Aparentemente una historia de época que trasluce en tono de reproche a la sinrazón. En un estado de cosas en el que la inmovilidad de clases determina a sus personas, la fuerza de la autoridad paterna hiere, los compartimento estancos avocan a sus mujeres. En definitiva, transmite Hardy con su historia un fatalismo novelado del que resulta difícil desprenderse. Cuestión principal que hace de su lectura un reflejo de una época pero también una crítica, como gran admirador de Shopenauer el más puro «sentimiento trágico de la vida», no tanto por sus tragedias, como por esa laminada sensación de estar ante un destino inexorable.

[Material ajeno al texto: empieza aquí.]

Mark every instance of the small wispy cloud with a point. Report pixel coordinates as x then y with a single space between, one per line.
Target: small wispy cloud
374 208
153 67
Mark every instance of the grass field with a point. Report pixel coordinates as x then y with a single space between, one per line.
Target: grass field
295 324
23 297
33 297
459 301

No se puede obviar la minuciosidad con la que escribió Hardy esta obra, deslizarse entre sus palabras es un deleite que requiere cierta adaptación pero que termina acogiendo al lector en su prosa. Sumida en esa cadencia ofrece descripciones de su naturaleza boscosa que lejos del tedio, hacen de esta lectura una experiencia sensorial y relacional. La vegetación y su vida establecen con quienes allí habitan una simbiosis digna de ser destacada. Así mismo, amores y pasiones se desenvuelven en una delicadeza inmensa, sorprende por ser exactas y sentidas bajo toda esa cortesía con la que se expresan.

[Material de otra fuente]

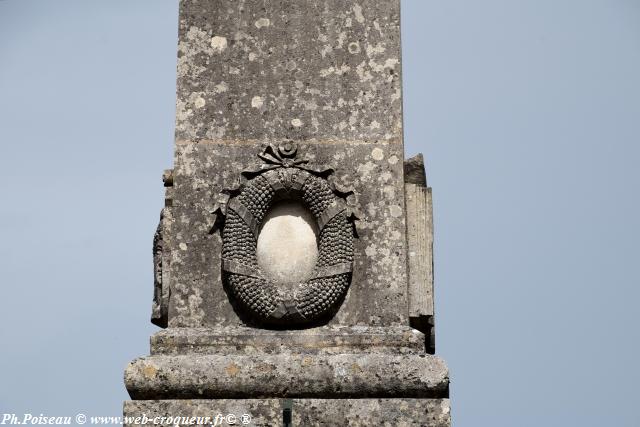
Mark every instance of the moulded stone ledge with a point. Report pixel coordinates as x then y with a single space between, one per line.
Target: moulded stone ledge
297 375
324 340
303 412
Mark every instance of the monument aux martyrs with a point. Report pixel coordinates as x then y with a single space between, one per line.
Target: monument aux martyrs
293 259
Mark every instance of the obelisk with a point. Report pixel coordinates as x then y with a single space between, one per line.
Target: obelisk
293 260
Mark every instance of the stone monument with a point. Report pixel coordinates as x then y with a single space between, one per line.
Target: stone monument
293 260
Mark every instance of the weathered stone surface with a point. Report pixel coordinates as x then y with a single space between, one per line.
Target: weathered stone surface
286 375
264 69
325 75
326 340
304 412
378 292
420 248
287 247
372 412
261 412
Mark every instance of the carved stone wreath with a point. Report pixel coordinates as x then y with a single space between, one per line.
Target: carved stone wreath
283 177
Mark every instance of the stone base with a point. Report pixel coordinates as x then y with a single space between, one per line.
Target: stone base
291 412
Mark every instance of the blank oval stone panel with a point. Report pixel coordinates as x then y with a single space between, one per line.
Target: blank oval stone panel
288 244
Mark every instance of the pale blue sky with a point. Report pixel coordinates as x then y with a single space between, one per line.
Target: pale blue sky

El lector que por azar, decisión expresa o pura curiosidad se decida por conocer a Los habitantes del bosque encontrará entre sus páginas una camino sin retorno. Un sendero de palabras y recreaciones que trasladarán en el cuidado uso de sus tiempos y ambientación magistral. Thomas Hardy no toma atajos en esta ruta hacía el ficticio condado de Wessex y a la población de Little Hintock, desde su carretera abandonada irá dibujando en un pulso controlado a sus habitantes y el natural ambiente en el que moran su gente humilde. El aprieto estalla cuando en medio de un lugar como este se bosqueja también las diferencias de clases, servido el conflicto, el resto de la novela será un discurrir extraordinario.

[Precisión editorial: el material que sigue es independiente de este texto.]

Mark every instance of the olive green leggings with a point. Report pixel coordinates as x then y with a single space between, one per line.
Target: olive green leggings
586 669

Historia predestinada a la consecuente caída en la pluma del autor. Mi destino ha sido escrito con H.
«El hombre de campo, obligado a saber la hora del día en función de los cambios operados en la naturaleza. Es capaz de descubrir en el paisaje, cientos de matices y rasgos que nunca podrá discernir aquel que está acostumbrado a las campanadas regulares del reloj, pues no tiene la necesidad de hacerlo. De la misma manera utilizamos nuestra mirada con el amigo taciturno. El movimiento infinitesimal de un músculo, un gesto el cabello o una arruga, que nos pasan inadvertidos cuando los acompaña una voz, en ausencia de ésta son observados y traducidos hasta que prácticamente todo el círculo familiar que rodea a la persona silenciosa asume su estado de ánimo y sus significados.»